The beans having been already spilled, as it were, and hoping to get a bite of Bova's tasty treats, Pulsar begins to relate all the knowledge his perfect recall can provide, which is quite a bit, reaching for a bite now and then as he talks.
Well, you see, to the people on the ground, working for AIM is really no different than working for SHIELD or any other secretive organization. It's not like we torture puppies for fun in the rec room or anything. Most of the recruits tend to be young, intelligent and amoral, rather than evil. The higher-ups, on the other hand, are a pretty nasty bunch. But really, who hasn't thought their boss was evil at one time or another?

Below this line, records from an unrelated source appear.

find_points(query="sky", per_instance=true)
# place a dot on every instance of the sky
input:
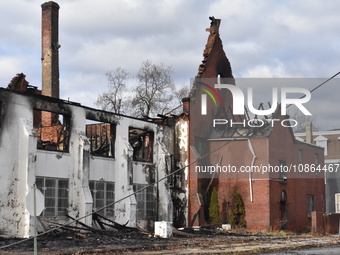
(262, 39)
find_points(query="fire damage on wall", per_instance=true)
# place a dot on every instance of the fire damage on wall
(103, 171)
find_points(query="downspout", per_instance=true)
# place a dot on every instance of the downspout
(250, 146)
(252, 164)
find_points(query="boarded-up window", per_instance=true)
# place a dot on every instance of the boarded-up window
(55, 192)
(102, 138)
(145, 201)
(142, 144)
(103, 194)
(52, 130)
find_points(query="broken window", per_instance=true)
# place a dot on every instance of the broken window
(300, 156)
(142, 144)
(55, 192)
(283, 174)
(52, 130)
(310, 205)
(145, 201)
(102, 138)
(103, 194)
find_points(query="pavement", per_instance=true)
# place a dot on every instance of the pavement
(203, 242)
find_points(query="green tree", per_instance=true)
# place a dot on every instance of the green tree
(214, 208)
(237, 213)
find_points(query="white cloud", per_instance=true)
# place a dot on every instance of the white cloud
(261, 38)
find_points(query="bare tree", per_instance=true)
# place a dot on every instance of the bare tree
(112, 100)
(155, 90)
(301, 120)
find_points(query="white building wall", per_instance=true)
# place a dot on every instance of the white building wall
(21, 162)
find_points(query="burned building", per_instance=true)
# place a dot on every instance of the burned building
(81, 159)
(270, 201)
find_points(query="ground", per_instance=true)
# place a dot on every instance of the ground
(140, 242)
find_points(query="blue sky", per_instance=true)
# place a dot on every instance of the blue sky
(262, 38)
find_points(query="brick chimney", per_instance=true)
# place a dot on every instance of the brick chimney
(50, 49)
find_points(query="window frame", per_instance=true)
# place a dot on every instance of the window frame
(140, 153)
(145, 198)
(53, 201)
(310, 205)
(62, 143)
(93, 185)
(108, 140)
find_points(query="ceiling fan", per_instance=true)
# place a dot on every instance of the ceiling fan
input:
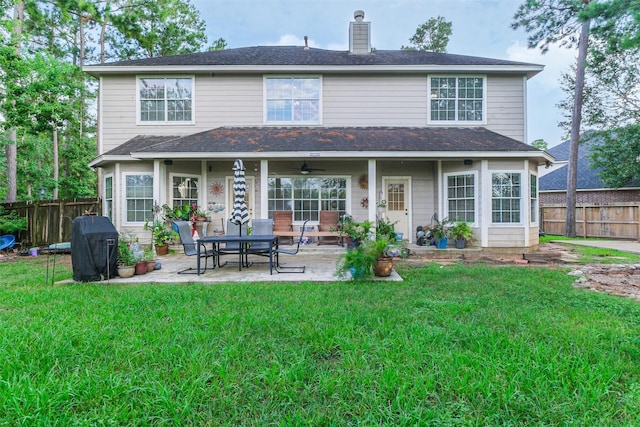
(305, 169)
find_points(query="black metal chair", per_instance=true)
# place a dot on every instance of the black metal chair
(284, 269)
(190, 249)
(233, 248)
(260, 227)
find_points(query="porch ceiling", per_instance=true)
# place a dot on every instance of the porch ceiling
(271, 140)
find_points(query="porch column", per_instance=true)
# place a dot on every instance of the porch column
(526, 203)
(202, 196)
(157, 182)
(373, 190)
(264, 189)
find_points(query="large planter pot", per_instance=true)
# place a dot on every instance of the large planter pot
(162, 249)
(125, 271)
(442, 243)
(383, 267)
(141, 267)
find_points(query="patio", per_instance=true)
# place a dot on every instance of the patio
(320, 262)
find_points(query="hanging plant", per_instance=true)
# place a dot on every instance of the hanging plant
(216, 188)
(363, 181)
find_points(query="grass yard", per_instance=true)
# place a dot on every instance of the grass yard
(454, 345)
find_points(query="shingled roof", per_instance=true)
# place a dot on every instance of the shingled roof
(322, 139)
(297, 55)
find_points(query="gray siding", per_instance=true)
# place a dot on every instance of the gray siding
(372, 100)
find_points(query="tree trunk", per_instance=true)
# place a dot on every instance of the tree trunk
(574, 142)
(56, 168)
(11, 149)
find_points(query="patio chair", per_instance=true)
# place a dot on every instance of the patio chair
(284, 269)
(261, 227)
(190, 249)
(283, 221)
(230, 248)
(328, 222)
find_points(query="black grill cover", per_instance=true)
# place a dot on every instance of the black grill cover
(94, 240)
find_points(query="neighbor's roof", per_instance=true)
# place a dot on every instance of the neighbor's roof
(587, 176)
(374, 142)
(265, 58)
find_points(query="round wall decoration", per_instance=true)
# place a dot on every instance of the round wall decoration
(363, 181)
(216, 188)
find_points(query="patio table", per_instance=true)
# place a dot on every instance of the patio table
(244, 243)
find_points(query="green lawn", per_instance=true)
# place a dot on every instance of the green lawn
(452, 345)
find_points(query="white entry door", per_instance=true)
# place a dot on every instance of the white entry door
(398, 195)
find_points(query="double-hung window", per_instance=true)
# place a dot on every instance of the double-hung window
(457, 99)
(108, 197)
(306, 197)
(139, 197)
(506, 200)
(534, 198)
(292, 99)
(461, 197)
(165, 100)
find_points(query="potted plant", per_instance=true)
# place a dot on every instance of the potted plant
(357, 262)
(160, 236)
(149, 259)
(125, 259)
(461, 232)
(356, 232)
(378, 249)
(440, 231)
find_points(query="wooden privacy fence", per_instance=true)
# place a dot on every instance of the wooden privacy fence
(49, 221)
(619, 221)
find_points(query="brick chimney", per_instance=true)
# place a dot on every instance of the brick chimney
(359, 34)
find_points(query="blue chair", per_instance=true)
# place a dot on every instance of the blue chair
(284, 269)
(190, 249)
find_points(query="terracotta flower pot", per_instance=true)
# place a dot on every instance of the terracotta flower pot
(141, 267)
(383, 267)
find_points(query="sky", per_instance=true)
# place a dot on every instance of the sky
(479, 28)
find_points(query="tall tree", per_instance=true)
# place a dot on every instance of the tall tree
(148, 29)
(561, 21)
(11, 149)
(432, 36)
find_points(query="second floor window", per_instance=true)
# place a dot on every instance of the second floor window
(292, 100)
(165, 99)
(456, 99)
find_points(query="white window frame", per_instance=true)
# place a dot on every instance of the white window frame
(520, 198)
(108, 201)
(185, 175)
(265, 119)
(475, 194)
(126, 199)
(456, 121)
(534, 199)
(166, 121)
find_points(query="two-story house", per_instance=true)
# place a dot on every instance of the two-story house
(406, 133)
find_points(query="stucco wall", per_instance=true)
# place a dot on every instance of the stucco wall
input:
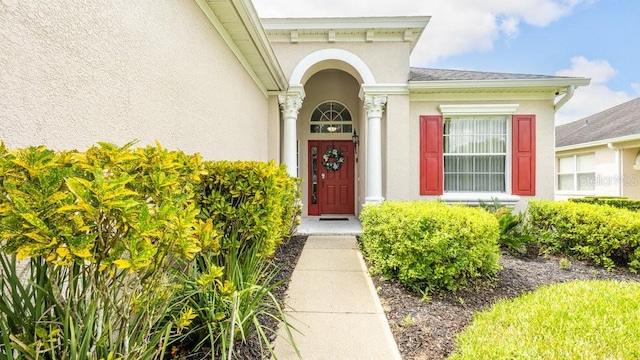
(543, 109)
(631, 178)
(73, 73)
(388, 61)
(607, 180)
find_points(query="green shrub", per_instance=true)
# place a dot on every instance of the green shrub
(430, 246)
(618, 202)
(252, 202)
(129, 251)
(513, 236)
(100, 231)
(575, 320)
(601, 234)
(252, 206)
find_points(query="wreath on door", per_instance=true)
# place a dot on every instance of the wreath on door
(333, 159)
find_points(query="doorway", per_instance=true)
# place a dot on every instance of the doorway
(331, 181)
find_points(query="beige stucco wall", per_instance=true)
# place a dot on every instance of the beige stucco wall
(608, 182)
(388, 61)
(74, 73)
(631, 178)
(545, 115)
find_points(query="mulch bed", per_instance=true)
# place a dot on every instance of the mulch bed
(286, 257)
(425, 329)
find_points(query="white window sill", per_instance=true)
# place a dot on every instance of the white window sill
(473, 198)
(576, 192)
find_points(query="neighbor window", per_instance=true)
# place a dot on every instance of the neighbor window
(475, 153)
(331, 117)
(577, 172)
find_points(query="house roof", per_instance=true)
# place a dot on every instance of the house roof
(424, 74)
(619, 123)
(354, 29)
(239, 25)
(427, 80)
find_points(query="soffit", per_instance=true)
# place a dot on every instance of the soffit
(238, 23)
(363, 29)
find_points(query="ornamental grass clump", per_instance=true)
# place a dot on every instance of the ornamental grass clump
(574, 320)
(430, 246)
(252, 207)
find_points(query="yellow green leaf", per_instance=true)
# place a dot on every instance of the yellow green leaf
(122, 263)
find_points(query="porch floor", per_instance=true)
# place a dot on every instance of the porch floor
(330, 225)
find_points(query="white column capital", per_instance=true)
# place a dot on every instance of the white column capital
(290, 103)
(374, 105)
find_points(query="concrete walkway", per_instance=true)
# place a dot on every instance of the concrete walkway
(333, 304)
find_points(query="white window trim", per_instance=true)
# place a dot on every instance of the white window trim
(321, 123)
(575, 191)
(478, 109)
(471, 196)
(474, 198)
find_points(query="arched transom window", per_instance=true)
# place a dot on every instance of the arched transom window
(331, 118)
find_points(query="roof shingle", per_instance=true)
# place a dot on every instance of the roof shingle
(618, 121)
(427, 74)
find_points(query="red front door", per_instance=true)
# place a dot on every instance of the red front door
(331, 191)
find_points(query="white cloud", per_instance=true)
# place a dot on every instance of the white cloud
(456, 27)
(594, 98)
(600, 71)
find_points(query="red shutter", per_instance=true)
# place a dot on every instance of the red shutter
(431, 159)
(524, 155)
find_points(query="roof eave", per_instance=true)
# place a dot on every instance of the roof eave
(391, 22)
(246, 14)
(368, 29)
(603, 142)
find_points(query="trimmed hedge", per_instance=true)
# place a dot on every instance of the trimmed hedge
(250, 202)
(430, 246)
(617, 202)
(600, 234)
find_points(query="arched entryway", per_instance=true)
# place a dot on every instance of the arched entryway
(333, 77)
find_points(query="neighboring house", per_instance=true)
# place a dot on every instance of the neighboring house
(600, 154)
(211, 77)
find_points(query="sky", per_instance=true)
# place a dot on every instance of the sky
(597, 39)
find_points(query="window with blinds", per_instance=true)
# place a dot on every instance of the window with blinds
(475, 153)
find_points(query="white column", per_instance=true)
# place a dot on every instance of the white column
(374, 105)
(290, 105)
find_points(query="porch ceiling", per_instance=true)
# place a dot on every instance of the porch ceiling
(361, 29)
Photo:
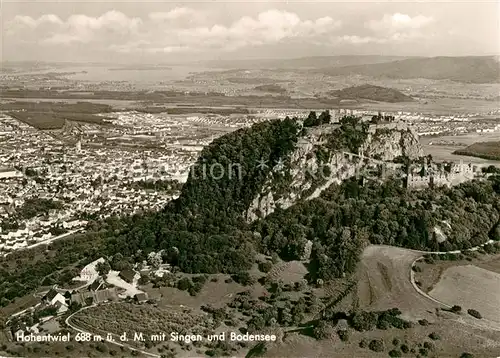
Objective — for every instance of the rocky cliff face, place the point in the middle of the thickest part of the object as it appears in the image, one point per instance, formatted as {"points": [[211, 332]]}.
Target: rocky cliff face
{"points": [[392, 140], [308, 176]]}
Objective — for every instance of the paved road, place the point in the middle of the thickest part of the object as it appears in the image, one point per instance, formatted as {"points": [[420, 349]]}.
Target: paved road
{"points": [[46, 242], [67, 321]]}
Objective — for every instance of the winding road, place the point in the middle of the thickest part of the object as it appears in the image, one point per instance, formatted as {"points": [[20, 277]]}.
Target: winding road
{"points": [[69, 324]]}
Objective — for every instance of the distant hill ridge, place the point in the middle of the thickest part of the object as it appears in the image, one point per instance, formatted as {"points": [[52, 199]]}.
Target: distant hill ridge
{"points": [[371, 92], [478, 69]]}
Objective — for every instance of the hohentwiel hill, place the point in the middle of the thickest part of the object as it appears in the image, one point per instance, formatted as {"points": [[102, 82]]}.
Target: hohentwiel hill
{"points": [[278, 163]]}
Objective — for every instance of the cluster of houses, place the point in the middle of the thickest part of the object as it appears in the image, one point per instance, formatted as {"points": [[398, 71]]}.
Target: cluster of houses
{"points": [[57, 302]]}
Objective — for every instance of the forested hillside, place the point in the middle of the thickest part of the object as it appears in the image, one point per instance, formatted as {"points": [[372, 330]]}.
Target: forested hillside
{"points": [[204, 231]]}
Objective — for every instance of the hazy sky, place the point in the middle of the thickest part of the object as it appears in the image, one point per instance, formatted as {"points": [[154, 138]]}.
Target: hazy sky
{"points": [[157, 31]]}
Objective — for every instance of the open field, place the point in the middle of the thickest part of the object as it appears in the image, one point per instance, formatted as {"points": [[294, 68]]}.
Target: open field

So most of the AIM scientists cope by keeping their heads down and staying absorbed in their work. That's how I got along. They hit you with some heavy propaganda in their recruitment videos downplaying the whole terrorist thing and emphasizing the incredible access to technology. Since they have such strict limits on the amount of information that any individual can know about the organization as a whole, I really can't tell you much besides what my teams were personally working on, and who my immediate supervisors were.
And Hydra? Oh man did we razz on those losers. I mean, really. Does anyone take them seriously? A.I.M. made a freaking Cosmic Cube! Not our fault that putz the Red Skull got ahold of it later. What did Hydra ever do? Just make a dumb chant.
But hey, I'm on the winning team now, anyway.
And he proceeds to relate all the information he knows regarding the terrorist organization.